Four Members of the Pro Press Freedom Association Prevented from Traveling

José Antonio Fornaris, president of the Pro Press Freedom Association. (Capture)

14ymedio bigger14ymedio, Havana, 27 February 2018 — On Saturday immigration authorities prevented four members of the board of the Pro Press Freedom Association (APLP) from leaving the country. They were headed to Trinidad and Tobago to participate in a journalism workshop, the president of the independent organization, Jose Antonio Fornaris confirmed to 14ymedio.

Julio César Álvarez, Amarilis Cortina, Miriam Herrera and Fornaris themselves unable to board the plane at the José Martí International Airport on their way to Port of Spain, because the each had exit restrictions applied to them. The four activists passed the Caribbean Airlines check-in but they failed to pass the immigration checkpoint.
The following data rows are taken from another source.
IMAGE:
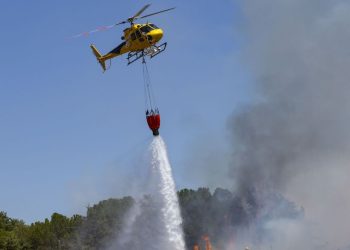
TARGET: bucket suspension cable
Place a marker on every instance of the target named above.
(150, 100)
(152, 112)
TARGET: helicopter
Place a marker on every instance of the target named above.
(140, 40)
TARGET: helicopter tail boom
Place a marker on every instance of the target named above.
(99, 57)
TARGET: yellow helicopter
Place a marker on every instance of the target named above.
(140, 40)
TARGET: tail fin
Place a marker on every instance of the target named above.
(98, 56)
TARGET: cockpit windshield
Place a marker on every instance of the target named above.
(146, 29)
(153, 26)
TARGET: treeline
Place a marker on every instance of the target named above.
(215, 214)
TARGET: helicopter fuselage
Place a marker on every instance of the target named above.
(136, 38)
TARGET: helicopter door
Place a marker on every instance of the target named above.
(139, 36)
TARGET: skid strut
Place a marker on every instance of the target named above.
(151, 52)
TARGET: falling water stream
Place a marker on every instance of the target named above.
(154, 222)
(170, 210)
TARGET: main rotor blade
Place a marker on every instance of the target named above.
(140, 11)
(155, 13)
(87, 33)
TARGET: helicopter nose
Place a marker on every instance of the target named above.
(156, 34)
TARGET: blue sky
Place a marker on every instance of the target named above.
(65, 126)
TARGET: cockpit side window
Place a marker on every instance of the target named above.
(153, 26)
(138, 34)
(145, 29)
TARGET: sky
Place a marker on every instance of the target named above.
(71, 135)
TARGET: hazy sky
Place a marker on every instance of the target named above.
(69, 134)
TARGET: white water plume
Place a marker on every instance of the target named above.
(155, 221)
(167, 194)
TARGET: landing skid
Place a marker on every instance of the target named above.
(151, 52)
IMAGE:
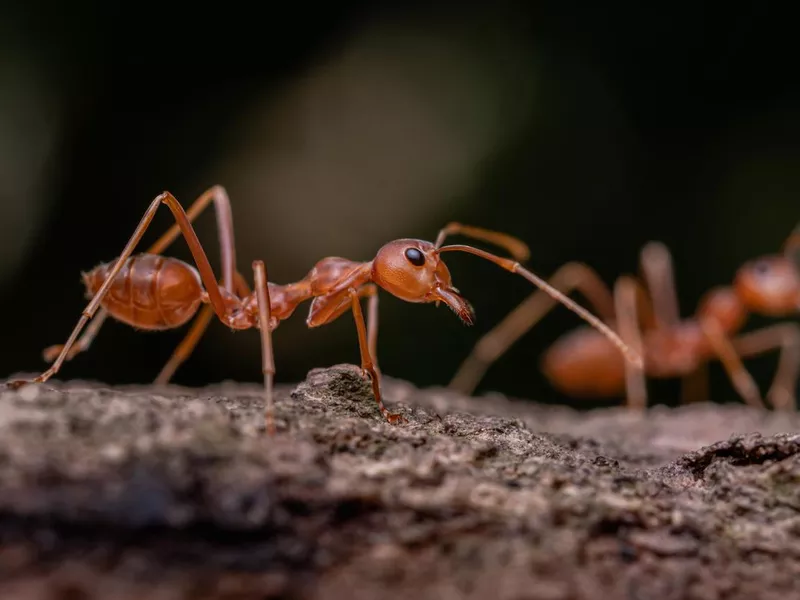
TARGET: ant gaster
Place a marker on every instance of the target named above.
(153, 292)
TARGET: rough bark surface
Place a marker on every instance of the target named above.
(138, 492)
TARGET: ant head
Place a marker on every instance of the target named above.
(413, 270)
(769, 286)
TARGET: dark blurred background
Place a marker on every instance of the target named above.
(584, 128)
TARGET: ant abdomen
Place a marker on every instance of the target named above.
(584, 364)
(149, 292)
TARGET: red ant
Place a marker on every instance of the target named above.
(153, 292)
(582, 364)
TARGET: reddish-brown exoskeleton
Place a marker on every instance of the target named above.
(581, 364)
(149, 291)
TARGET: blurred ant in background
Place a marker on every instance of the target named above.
(583, 364)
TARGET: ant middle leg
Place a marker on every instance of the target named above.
(200, 259)
(731, 361)
(190, 341)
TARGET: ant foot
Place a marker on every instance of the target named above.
(51, 353)
(395, 419)
(15, 384)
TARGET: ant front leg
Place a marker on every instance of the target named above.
(658, 273)
(495, 343)
(265, 327)
(219, 197)
(625, 299)
(366, 360)
(786, 336)
(326, 309)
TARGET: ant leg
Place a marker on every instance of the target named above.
(372, 322)
(267, 356)
(219, 197)
(572, 276)
(189, 343)
(785, 336)
(200, 258)
(740, 377)
(659, 275)
(366, 359)
(625, 300)
(222, 207)
(187, 346)
(694, 387)
(52, 352)
(515, 247)
(515, 267)
(791, 247)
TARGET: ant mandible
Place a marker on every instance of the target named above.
(153, 292)
(580, 363)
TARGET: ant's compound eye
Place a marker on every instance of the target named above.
(415, 257)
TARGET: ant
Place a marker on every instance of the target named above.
(153, 292)
(582, 364)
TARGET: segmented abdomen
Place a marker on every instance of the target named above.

In the National System of National Identification (SUIN) database, which uses both the Civil Registry and the Directorate of Immigration and Foreigners (DIE), the four appear as “regulated,” although officials in the office of Immigration and Foreigners do not know the reasons, they claimed. “I only follow orders,” one official clarified.

“None of the four had been regulated before,” Fornaris told this newspaper. The members of the APLP plan to file a complaint with the Office of the Prosecutor to demand that they be given the right to exit and enter the country.

“What happened is a clear violation of the Universal Declaration of Human Rights, which states that everyone has the right to leave any country, including their own, and to return to their country,” the independent journalist explains.

Fornaris notes that “in recent days several members of the APLP were summoned by the political police to interviews, in which they received threats of different kinds.”

The president of the organization believes that both the police summonses and the current denial of the right to travel are due to the fact that last December the group sent a report to the Human Rights Council of the United Nations (UN) on freedom of the press. in Cuba.

This Saturday, the activists Jacqueline Madrazo Luna and Dora Leonor Mesa Crespo, members of the Citizens for Racial Integration Committee (CIR) who had been invited to participate in the 167th session of the Inter-American Commission on Human Rights, an international body, were also prevented from traveling; they were on their way to a human rights meeting sponsored by the Organization of American States, to be held in Bogotá, Colombia.

What happened with these independent journalists and activists is part of a new tactic used against civil society groups on the island. To the arrests, the confiscation of personal belongings, the raids of their homes and the imposition of judicial charges are added, more and more frequently, travel bans under any pretext.